Come può una donna dei nostri giorni riappropriarsi di un rapporto saldo con la terra? La domanda è al centro di 1ha43a, documentario di Monika Pirch
“La terra non può scomparire” sosteneva la bisnonna della protagonista mentre, a fianco del marito, investiva in terreno il denaro guadagnato poco a poco e faticosamente con il sudore della fronte. 1 ettaro 43 acri: a tanto ammonta la superficie di un appezzamento che, a distanza di generazioni, Monika si trova improvvisamente a possedere. Ed ecco, a questo punto, che nascono i quesiti: come può una donna dei nostri giorni riappropriarsi di un rapporto vero e saldo con la terra? Com’è cambiato il valore di un terreno agricolo nel corso dei secoli e qual è il modo migliore per farlo fruttare in modo consapevole e sostenibile?
La risposta a questi interrogativi è 1ha43a, documentario della tedesca Monika Pirch che, con i suoi Sei tentativi di riavvicinarsi alla terra, si è aggiudicato il premio speciale “IYS 2015” come Miglior Film dedicato al tema del Suolo all’Innsbruck Nature Film Festival 2015, membro della rete Green Film Network.
Foto Innsbruck Nature Film Festival
A partire dall’urgenza di sapere e di comprendere, la protagonista prova innanzitutto a stabilire una connessione fisica con la terra: la osserva, la tocca con le mani, si sdraia nel campo ereditato mentre, parallelamente, interroga esperti, consulenti dell’amministrazione locale, vicini e agricoltori.

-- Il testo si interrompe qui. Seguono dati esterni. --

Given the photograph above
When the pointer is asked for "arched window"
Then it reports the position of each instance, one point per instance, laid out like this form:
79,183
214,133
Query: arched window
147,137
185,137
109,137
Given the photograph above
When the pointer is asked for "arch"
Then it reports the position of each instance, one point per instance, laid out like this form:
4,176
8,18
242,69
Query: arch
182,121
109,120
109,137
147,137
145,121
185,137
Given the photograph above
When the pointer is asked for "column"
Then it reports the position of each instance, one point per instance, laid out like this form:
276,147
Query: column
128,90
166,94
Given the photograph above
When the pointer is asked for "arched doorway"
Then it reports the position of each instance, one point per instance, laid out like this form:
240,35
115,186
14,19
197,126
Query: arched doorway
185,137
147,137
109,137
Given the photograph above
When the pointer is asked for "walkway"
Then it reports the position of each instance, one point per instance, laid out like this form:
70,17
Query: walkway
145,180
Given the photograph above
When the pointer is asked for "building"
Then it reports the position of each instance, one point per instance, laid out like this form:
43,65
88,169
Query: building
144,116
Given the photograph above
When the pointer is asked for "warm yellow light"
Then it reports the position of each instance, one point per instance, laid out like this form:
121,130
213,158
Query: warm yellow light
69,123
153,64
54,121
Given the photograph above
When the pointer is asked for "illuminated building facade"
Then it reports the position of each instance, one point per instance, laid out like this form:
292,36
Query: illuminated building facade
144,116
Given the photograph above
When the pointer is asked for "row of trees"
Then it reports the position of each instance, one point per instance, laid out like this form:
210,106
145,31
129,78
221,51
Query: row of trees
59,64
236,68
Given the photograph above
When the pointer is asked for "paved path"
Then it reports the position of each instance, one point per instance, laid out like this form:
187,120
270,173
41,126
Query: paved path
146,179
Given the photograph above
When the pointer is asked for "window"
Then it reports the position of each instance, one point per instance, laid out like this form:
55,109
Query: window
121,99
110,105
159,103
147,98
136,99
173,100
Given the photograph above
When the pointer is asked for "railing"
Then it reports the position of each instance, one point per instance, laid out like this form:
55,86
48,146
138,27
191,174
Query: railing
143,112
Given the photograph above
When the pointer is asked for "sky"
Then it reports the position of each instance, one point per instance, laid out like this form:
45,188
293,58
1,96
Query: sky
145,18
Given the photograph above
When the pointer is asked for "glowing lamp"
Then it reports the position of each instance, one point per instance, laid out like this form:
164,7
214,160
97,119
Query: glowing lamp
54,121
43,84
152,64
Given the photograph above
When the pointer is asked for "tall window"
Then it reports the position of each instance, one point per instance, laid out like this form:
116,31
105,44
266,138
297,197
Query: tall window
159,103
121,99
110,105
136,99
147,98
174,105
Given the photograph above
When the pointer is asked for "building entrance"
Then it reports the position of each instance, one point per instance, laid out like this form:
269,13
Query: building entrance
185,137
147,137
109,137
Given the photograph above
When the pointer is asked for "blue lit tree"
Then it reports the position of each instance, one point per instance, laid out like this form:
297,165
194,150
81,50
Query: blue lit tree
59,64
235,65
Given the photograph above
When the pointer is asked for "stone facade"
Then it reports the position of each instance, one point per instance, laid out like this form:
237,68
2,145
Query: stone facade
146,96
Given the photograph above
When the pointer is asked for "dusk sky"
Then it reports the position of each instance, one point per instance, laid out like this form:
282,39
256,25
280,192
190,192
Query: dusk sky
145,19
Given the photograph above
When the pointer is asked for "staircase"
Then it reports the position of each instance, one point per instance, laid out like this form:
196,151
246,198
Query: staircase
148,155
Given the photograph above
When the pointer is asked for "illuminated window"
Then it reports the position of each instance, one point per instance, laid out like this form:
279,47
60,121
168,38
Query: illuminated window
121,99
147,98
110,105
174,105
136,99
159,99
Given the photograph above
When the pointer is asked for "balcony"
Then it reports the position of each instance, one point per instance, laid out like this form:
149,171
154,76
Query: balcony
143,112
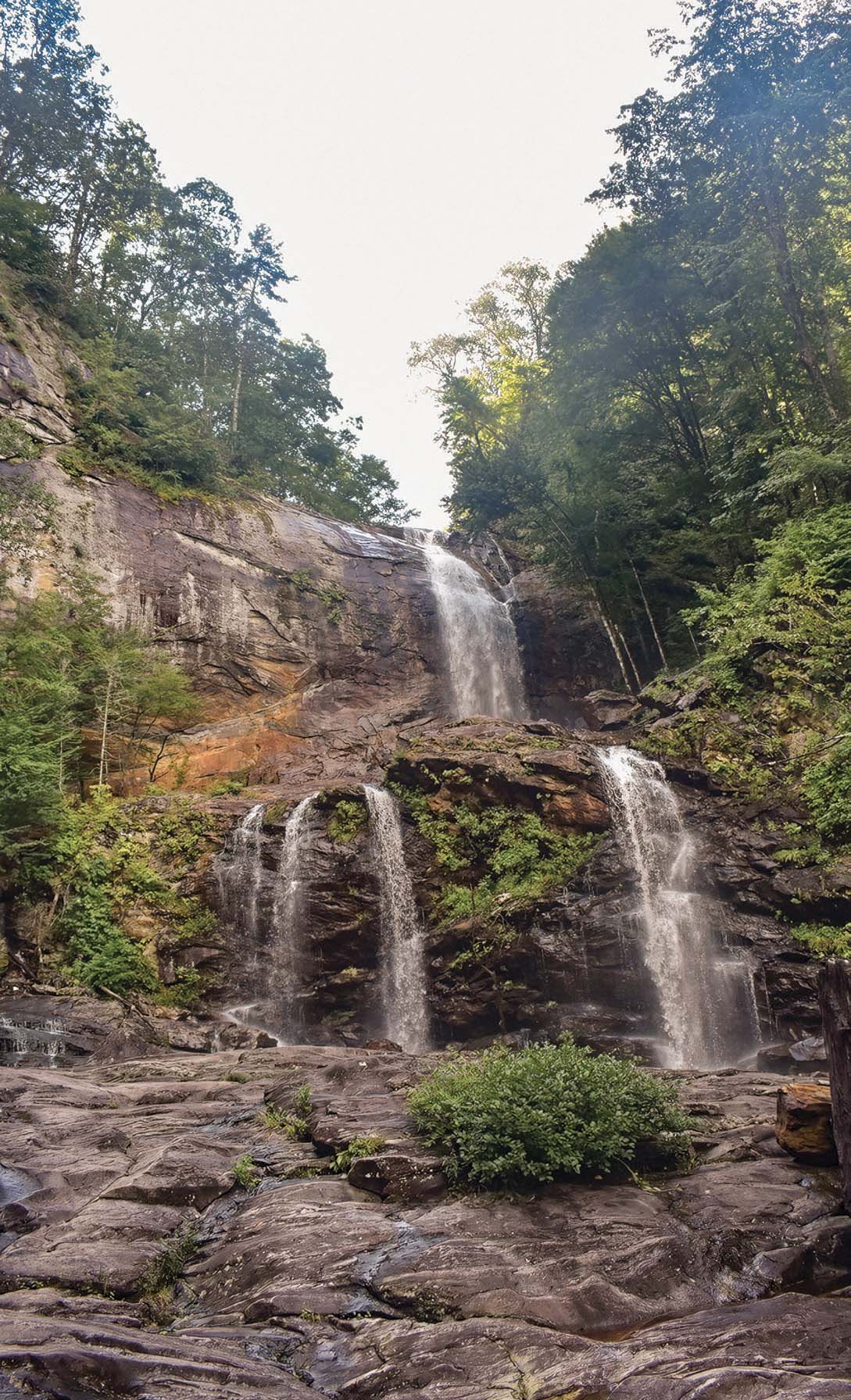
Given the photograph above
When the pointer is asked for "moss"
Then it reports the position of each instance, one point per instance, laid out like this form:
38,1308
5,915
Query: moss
357,1147
824,940
247,1172
331,595
346,821
170,1262
16,443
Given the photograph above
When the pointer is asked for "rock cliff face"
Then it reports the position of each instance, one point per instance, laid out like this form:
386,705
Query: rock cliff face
161,1235
313,641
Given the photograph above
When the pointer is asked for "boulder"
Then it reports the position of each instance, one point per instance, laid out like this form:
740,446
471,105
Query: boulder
835,996
805,1123
610,709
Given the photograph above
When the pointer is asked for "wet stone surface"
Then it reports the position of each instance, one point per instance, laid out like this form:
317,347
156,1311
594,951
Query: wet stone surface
382,1285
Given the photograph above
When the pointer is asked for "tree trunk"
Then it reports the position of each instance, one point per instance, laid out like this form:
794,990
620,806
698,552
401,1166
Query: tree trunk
102,766
649,616
235,402
835,998
790,293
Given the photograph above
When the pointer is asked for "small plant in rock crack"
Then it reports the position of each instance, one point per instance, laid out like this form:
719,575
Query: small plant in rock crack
247,1172
293,1124
157,1283
357,1147
274,1120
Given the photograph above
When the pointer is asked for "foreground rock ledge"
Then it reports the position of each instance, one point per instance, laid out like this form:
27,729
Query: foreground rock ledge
315,1285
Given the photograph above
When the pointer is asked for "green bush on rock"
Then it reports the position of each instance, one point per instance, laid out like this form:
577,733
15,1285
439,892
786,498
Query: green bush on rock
525,1117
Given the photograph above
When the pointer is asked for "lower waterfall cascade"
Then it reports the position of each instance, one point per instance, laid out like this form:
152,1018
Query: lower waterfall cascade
706,996
274,973
403,990
286,952
483,661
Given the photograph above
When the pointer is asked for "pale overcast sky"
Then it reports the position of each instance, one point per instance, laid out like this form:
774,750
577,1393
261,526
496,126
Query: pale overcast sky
402,150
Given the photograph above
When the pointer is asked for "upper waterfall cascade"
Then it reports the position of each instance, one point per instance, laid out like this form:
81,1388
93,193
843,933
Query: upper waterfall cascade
479,638
405,995
706,995
286,973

“Non sapevo nulla del valore reale della terra e tantomeno di come coltivarla. E, come me, il resto- o perlomeno gran parte- della popolazione in Germania. Ecco perché ho pensato che raccontare questa storia fosse necessario” ci ha rivelato la regista, con cui abbiamo parlato del film. Il suo è stato un approccio a 360°, che ha coinvolto in un’analisi approfondita tutte le risorse a disposizione: le potenzialità dell’appezzamento per un’eventuale vendita o rendita del bene immobile, le caratteristiche del suolo che lo ricopre, il vento che vi soffia e che può generare energia, la produzione di patate.

“Il film parla di “connessione”. Mi auguro che il pubblico impari a conoscere e ad amare il mio campo, anche se in fondo non ci sono informazioni specifiche in proposito: la mia potrebbe essere la terra di qualunque agricoltore”.
Nel corso di un anno di tentativi più o meno fallimentari, che si sviluppano a cavallo tra immagini del passato dei suoi avi e le sfide presenti e future, Monika si rende conto di una grande verità: ai nostri giorni, il 2% della popolazione ha l’onere e la responsabilità di nutrire il restante 98%. “Durante le mie ricerche, sono rimasta affascinata dal materiale storico rinvenuto e dai metodi tradizionali di coltivazione di cui sono venuta a conoscenza. Ovviamente il passato non porterebbe necessariamente a pratiche agricole più sostenibili oggi – ma guardare indietro può chiarire in che modo è stata persa la connessione con quel che ci nutre ogni giorno. Solo poche persone lavorano effettivamente la terra e coltivano cibo, mentre in molti hanno perso contatto con questa dimensione e, di conseguenza, con il proprio senso di responsabilità.”

Il tema del suolo è dunque intimamente relazionato a questioni fondamentali come la sostenibilità (la terra fertile è una risorsa non rinnovabile che, se sfruttata, aggredita o fertilizzata in modo eccessivo o sbagliato, scompare per sempre) e una sovranità alimentare messa a rischio da pratiche inique e disumane come il land grabbing.
“La mia speranza è che, dopo il film, gli spettatori adottino uno sguardo differente, più consapevole e compassionevole, e abbiano più opzioni a disposizione per stabilire un contatto con il valore della terra” conclude la regista. “Il film è un reportage che mira ad affrontare il tema da diverse prospettive, così da creare un quadro più ampio, interessante e coinvolgente”.
Il risultato è un punto di vista personale, fresco, poetico e a tratti umoristico, su quel che 1 ettaro e 43 acri di terra possono offrire a occhi attenti e braccia operose.